Es cierto que en los selfies más comunes la voluntad lúdica y autoexploratoria prevalece sobre la memoria. Básicamente lo que hoy pedimos a las fotos es que se puedan compartir y que se adapten a dinámicas conversacionales. Tomarse fotos y mostrarlas en las redes sociales forma parte de los juegos de seducción y de los rituales de comunicación de subculturas posfotográficas de las que, aunque capitaneadas por jóvenes y adolescentes, casi nadie queda al margen. Estas fotos ya no son recuerdos para guardar, sino mensajes para enviar e intercambiar; las fotos se convierten en puros gestos de comunicación cuya dimensión pandémica obedece a un amplio espectro de motivaciones: pueden ser utilitarios, celebratorios, formalistas, introspectivos, seductores, eróticos, pornográficos… y hasta de transgresión política.
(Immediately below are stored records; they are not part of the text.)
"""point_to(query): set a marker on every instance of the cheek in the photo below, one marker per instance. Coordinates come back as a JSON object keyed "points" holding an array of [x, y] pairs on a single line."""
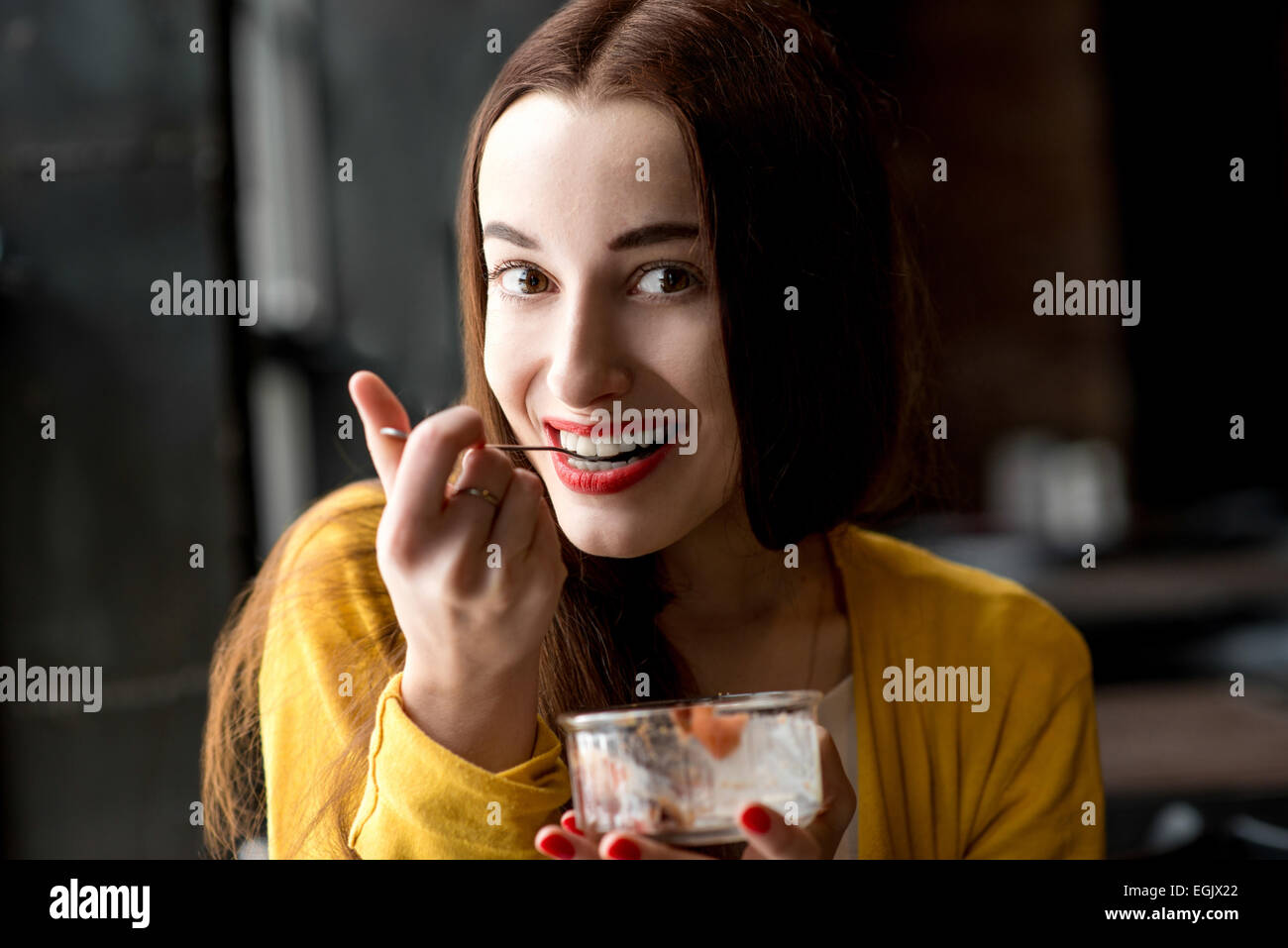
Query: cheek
{"points": [[503, 366]]}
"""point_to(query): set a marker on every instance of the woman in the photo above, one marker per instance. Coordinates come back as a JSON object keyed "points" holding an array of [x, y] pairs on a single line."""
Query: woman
{"points": [[665, 205]]}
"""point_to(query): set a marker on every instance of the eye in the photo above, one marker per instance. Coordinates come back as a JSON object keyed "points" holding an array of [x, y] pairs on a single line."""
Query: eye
{"points": [[673, 279], [528, 281]]}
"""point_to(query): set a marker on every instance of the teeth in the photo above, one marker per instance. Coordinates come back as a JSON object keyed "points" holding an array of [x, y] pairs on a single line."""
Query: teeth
{"points": [[593, 449]]}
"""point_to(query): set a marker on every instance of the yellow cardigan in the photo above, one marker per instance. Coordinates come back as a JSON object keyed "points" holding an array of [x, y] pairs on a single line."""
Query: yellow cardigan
{"points": [[935, 780]]}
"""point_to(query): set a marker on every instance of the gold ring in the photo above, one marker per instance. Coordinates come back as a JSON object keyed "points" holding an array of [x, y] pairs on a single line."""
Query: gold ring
{"points": [[480, 492]]}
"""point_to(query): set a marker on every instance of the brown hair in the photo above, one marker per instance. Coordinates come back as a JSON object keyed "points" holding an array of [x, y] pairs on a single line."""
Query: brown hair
{"points": [[789, 159]]}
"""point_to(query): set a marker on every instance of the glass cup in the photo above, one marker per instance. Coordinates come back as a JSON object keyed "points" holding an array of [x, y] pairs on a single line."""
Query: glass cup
{"points": [[678, 771]]}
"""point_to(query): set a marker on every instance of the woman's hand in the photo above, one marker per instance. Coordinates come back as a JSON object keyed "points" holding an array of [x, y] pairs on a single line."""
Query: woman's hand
{"points": [[473, 614], [768, 835]]}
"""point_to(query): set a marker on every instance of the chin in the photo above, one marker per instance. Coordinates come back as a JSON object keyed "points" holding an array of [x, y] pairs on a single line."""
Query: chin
{"points": [[616, 543]]}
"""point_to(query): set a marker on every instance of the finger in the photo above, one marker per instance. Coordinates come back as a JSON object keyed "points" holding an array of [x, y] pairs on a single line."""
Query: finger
{"points": [[516, 517], [838, 800], [378, 407], [629, 846], [467, 515], [559, 844], [545, 536], [568, 820], [771, 835], [429, 455]]}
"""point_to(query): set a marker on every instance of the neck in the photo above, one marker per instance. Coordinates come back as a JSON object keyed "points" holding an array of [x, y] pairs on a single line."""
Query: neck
{"points": [[726, 582]]}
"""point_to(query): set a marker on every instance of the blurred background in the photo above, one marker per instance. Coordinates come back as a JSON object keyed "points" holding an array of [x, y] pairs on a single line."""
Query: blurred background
{"points": [[1063, 430]]}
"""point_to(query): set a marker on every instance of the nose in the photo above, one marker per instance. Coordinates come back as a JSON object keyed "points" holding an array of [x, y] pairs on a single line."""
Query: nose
{"points": [[588, 363]]}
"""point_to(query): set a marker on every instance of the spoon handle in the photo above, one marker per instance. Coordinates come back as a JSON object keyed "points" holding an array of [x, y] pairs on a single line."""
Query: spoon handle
{"points": [[399, 433]]}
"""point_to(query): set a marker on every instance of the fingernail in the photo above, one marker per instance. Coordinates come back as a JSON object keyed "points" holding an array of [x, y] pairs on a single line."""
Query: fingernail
{"points": [[570, 823], [756, 819], [558, 846], [622, 848]]}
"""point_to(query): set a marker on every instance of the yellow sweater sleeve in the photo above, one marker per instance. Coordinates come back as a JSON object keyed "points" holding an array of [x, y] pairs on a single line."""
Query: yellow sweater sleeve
{"points": [[323, 679], [1044, 797], [424, 801]]}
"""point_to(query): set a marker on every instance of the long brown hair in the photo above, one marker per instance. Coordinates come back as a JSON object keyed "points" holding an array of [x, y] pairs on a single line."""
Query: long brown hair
{"points": [[789, 154]]}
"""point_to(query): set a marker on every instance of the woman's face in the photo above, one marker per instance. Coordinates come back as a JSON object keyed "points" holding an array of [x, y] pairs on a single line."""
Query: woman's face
{"points": [[588, 309]]}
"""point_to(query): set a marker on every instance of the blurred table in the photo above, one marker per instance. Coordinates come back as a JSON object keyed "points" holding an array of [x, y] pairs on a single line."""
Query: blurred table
{"points": [[1192, 737]]}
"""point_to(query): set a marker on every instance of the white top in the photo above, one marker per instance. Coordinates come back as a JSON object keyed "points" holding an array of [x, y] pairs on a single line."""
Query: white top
{"points": [[836, 714]]}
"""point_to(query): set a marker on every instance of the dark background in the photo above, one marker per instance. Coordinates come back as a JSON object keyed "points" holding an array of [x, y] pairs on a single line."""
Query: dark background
{"points": [[193, 429]]}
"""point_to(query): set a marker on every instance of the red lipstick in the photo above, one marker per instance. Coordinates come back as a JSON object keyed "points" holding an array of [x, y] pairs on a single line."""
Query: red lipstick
{"points": [[597, 480]]}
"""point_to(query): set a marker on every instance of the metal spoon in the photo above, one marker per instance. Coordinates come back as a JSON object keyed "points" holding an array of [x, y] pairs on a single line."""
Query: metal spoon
{"points": [[399, 433]]}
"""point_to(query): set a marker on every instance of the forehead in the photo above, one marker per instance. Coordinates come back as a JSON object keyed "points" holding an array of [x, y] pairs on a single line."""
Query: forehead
{"points": [[567, 174]]}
Este repertorio pivota para Edgar Gómez Cruz alrededor de cuatro ejes: juegos de identidad, narrativas del yo, autorretratos como terapia y experimentación fotográfica. A esto habría que añadir que hoy en muchos casos las fotos ya no se toman para ser vistas, sino que se han convertido en una ocupación que va mucho más allá de sus usos originales (representación, testimonio, memoria, etcétera) para convertirse en algo inalienable de la propia vida, a caballo entre la adicción y el placer: el acto de fotografiar puede prevalecer sobre el contenido de la fotografía.
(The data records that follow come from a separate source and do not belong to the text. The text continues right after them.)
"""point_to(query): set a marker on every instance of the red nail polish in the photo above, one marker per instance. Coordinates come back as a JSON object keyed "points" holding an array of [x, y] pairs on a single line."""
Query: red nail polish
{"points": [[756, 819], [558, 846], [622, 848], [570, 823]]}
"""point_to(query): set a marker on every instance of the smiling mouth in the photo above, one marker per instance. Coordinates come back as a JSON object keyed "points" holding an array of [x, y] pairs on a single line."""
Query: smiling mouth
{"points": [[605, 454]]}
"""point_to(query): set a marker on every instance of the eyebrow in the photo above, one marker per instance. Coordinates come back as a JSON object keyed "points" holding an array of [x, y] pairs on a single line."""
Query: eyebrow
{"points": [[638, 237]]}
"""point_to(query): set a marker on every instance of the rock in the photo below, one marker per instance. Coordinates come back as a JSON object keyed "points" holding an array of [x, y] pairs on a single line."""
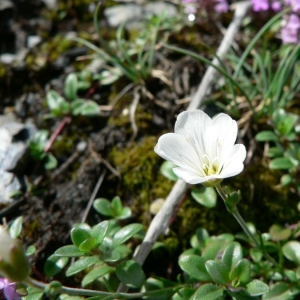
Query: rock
{"points": [[33, 40], [132, 14], [119, 14], [7, 58], [6, 4], [14, 138], [51, 4]]}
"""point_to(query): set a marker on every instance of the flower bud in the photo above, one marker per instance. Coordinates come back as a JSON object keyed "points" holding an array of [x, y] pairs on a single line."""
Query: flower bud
{"points": [[13, 262]]}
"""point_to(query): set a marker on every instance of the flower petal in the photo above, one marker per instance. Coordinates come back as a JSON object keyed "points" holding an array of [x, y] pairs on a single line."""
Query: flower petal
{"points": [[189, 176], [191, 125], [220, 137], [176, 149], [235, 165]]}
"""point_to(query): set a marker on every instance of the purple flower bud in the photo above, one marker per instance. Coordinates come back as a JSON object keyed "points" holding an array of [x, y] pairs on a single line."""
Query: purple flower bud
{"points": [[221, 6], [276, 6], [8, 290], [259, 5]]}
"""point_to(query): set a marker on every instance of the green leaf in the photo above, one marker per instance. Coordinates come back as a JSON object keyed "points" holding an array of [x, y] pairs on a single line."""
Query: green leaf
{"points": [[278, 233], [126, 213], [291, 250], [286, 179], [57, 104], [240, 273], [232, 255], [131, 274], [116, 206], [33, 294], [208, 291], [83, 85], [71, 86], [68, 250], [30, 250], [103, 207], [214, 248], [256, 254], [90, 109], [99, 231], [284, 122], [257, 288], [199, 239], [291, 275], [54, 264], [16, 227], [84, 107], [117, 254], [194, 266], [79, 235], [68, 297], [184, 294], [206, 196], [167, 170], [274, 152], [281, 163], [81, 265], [88, 244], [265, 136], [126, 233], [278, 291], [50, 162], [218, 271], [95, 274]]}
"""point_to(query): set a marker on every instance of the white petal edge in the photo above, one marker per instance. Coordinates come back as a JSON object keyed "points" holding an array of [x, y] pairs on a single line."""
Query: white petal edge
{"points": [[189, 176], [235, 163], [176, 149]]}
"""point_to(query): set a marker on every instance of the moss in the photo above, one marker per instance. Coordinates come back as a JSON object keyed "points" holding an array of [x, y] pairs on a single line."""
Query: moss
{"points": [[139, 166]]}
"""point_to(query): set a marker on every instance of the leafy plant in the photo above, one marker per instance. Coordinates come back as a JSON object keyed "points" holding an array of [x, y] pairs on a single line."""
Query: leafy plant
{"points": [[284, 151], [37, 150], [75, 105]]}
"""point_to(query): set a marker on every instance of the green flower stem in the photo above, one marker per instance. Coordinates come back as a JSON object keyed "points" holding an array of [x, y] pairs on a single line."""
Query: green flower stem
{"points": [[86, 292], [244, 226]]}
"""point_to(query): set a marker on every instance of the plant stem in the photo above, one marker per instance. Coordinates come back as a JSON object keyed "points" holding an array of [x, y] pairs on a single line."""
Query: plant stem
{"points": [[244, 226], [87, 292]]}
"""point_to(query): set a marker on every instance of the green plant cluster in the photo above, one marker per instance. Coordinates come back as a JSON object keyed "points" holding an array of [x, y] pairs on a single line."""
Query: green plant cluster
{"points": [[75, 105], [284, 150]]}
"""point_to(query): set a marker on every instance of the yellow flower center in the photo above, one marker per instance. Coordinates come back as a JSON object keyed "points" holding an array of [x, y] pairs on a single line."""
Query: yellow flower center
{"points": [[211, 167]]}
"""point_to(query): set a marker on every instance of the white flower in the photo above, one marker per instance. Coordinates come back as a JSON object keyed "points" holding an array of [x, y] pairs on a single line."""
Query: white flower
{"points": [[203, 148]]}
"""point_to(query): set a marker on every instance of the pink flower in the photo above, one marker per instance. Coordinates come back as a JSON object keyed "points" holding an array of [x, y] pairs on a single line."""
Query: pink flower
{"points": [[221, 6], [276, 6], [8, 290], [260, 5], [290, 30]]}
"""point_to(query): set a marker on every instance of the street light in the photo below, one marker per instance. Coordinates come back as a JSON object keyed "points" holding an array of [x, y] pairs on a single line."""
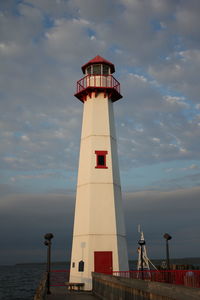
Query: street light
{"points": [[47, 242], [141, 243], [167, 237]]}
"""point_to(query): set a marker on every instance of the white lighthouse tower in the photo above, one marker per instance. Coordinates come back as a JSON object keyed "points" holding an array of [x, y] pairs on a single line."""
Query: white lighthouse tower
{"points": [[99, 238]]}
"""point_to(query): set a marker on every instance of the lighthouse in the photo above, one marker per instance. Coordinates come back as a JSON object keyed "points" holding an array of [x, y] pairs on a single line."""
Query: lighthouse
{"points": [[99, 238]]}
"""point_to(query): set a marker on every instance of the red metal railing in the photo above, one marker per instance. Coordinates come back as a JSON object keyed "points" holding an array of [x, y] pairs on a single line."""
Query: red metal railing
{"points": [[189, 278], [59, 277], [98, 81]]}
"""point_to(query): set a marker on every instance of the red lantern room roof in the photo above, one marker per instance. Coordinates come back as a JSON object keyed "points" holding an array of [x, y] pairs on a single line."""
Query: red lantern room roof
{"points": [[99, 60]]}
Técnicamente, en la masiva producción de selfies se diferencian dos principales modalidades operativas, que pueden ser designadas con sendos neologismos de autofoto y reflectograma. Para el primero solo es menester un objetivo gran angular y un brazo lo suficientemente largo como para encajarnos en el encuadre a base de un sistema de prueba y error, porque aunque algunos teléfonos van provistos de cámaras por los dos lados —como concesión a la selfimanía—, lo más habitual es tener que disparar a ciegas. En el reflectograma, en cambio, nos hacemos el autorretrato frente a un espejo, lo cual, aunque siempre intervenga una cierta dosis de aleatoriedad, aporta un mayor grado de control. Sin duda esa ventaja justifica que los reflectogramas hayan precedido a las autofotos tanto en la fotografía analógica como en el imaginario digital. Desde la perspectiva de la cultura fotográfica, la presencia simultánea de la cámara y el espejo nos regala en los reflectogramas sustanciosas implicaciones de alcance ontológico y simbólico.
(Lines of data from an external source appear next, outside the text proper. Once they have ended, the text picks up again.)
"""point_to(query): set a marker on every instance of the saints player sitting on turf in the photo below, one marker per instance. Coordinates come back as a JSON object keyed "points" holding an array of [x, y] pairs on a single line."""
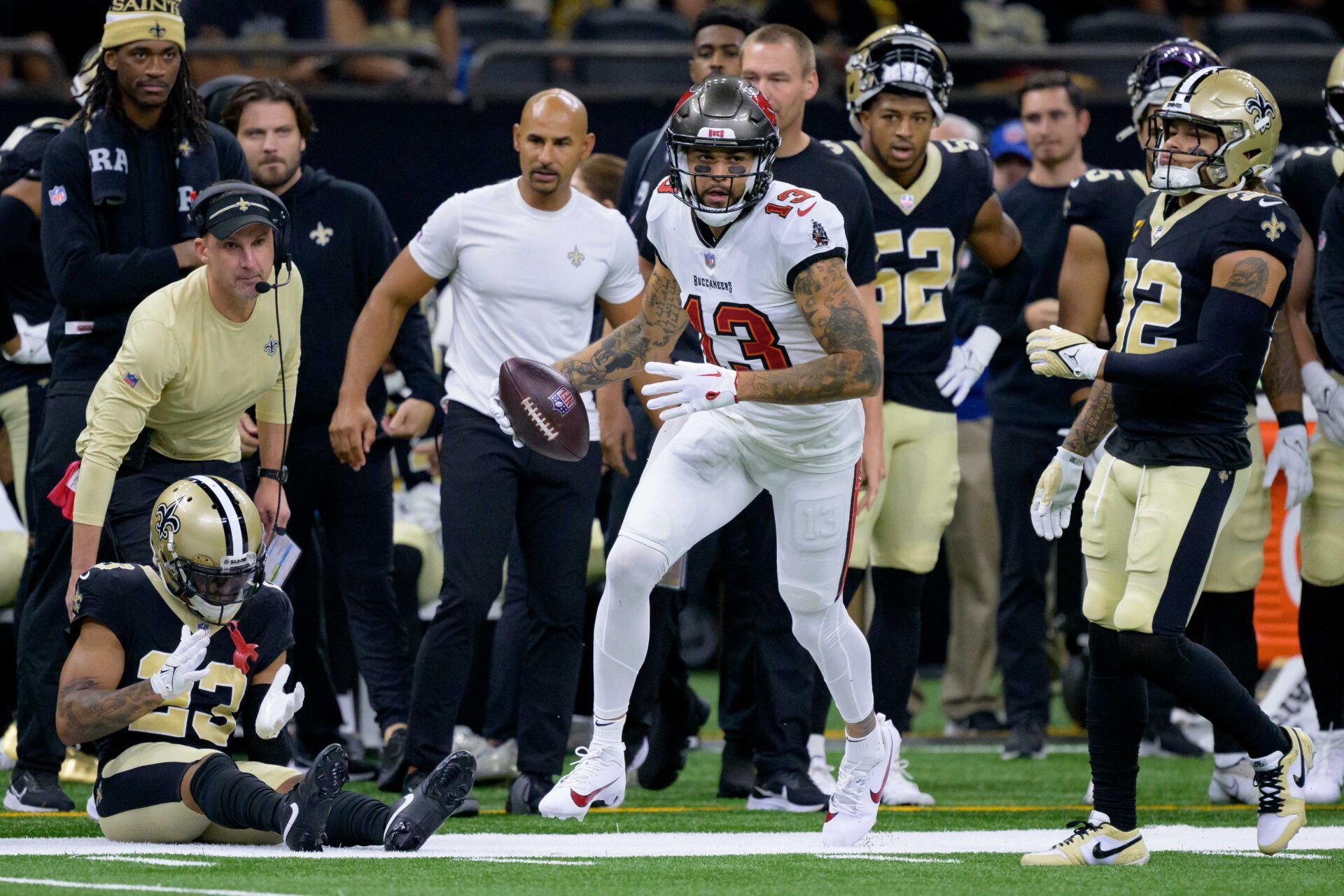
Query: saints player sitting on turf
{"points": [[1210, 265], [1092, 288], [163, 666]]}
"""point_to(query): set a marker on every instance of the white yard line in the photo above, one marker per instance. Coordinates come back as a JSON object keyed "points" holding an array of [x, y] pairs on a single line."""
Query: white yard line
{"points": [[137, 888], [888, 843]]}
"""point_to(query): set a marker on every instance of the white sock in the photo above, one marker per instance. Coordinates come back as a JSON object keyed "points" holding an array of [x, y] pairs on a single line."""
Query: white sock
{"points": [[818, 746]]}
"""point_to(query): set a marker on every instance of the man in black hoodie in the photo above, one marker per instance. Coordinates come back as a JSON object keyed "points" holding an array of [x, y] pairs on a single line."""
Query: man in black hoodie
{"points": [[343, 242], [116, 190]]}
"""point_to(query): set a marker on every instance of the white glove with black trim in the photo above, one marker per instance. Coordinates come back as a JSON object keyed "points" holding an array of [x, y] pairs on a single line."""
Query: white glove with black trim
{"points": [[1053, 505], [277, 707], [967, 363], [33, 343], [692, 387], [1289, 454], [1328, 398], [500, 416], [182, 669]]}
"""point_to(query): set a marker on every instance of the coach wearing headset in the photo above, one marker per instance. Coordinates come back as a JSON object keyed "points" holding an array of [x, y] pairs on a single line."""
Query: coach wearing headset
{"points": [[195, 356]]}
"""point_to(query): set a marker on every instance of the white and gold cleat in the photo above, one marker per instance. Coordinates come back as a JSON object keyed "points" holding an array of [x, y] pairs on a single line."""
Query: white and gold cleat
{"points": [[1094, 843]]}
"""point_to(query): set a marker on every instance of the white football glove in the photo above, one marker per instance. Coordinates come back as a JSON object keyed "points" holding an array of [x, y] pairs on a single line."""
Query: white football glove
{"points": [[1053, 505], [33, 343], [1328, 399], [1289, 454], [277, 708], [182, 669], [692, 387], [500, 416], [967, 363], [1058, 352]]}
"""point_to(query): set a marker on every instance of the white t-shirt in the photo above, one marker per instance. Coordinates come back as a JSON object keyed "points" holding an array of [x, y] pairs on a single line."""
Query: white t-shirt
{"points": [[523, 281], [739, 295]]}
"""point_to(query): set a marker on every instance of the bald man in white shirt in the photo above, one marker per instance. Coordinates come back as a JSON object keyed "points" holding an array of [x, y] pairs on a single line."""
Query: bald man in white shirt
{"points": [[526, 260]]}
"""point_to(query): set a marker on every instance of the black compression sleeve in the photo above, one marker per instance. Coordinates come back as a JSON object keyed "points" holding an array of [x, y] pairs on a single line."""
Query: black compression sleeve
{"points": [[1007, 293], [1227, 324]]}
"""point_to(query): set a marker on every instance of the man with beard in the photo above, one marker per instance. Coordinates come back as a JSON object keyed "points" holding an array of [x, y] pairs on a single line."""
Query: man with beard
{"points": [[118, 192], [344, 244]]}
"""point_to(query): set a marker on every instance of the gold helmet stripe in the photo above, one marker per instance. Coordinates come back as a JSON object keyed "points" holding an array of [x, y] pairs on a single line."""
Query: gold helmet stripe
{"points": [[232, 514]]}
A veces se ha considerado la fotografía analógica como una disciplina propia de los elfos, esos seres de la mitología escandinava sobresalientes por su belleza e inmortalidad. Ambos dones han contribuido a perfilar el horizonte de lo fotográfico: la verdad y la estética, el tiempo y la memoria. Si se me permite terminar con un juego de parónimos, diría que si la fotografía ha sido élfica, la posfotografía está siendo sélfica. Y esta dimensión sélfica no constituye una moda pasajera, sino que consolida un género de imágenes que ha llegado para quedarse, como los retratos de pasaporte, la foto de boda o la turística. Aunque nos pueda desagradar su diagnóstico, los selfies constituyen un material en bruto que nos ayuda a entendernos y a corregirnos. Y del que ya no sabremos renunciar.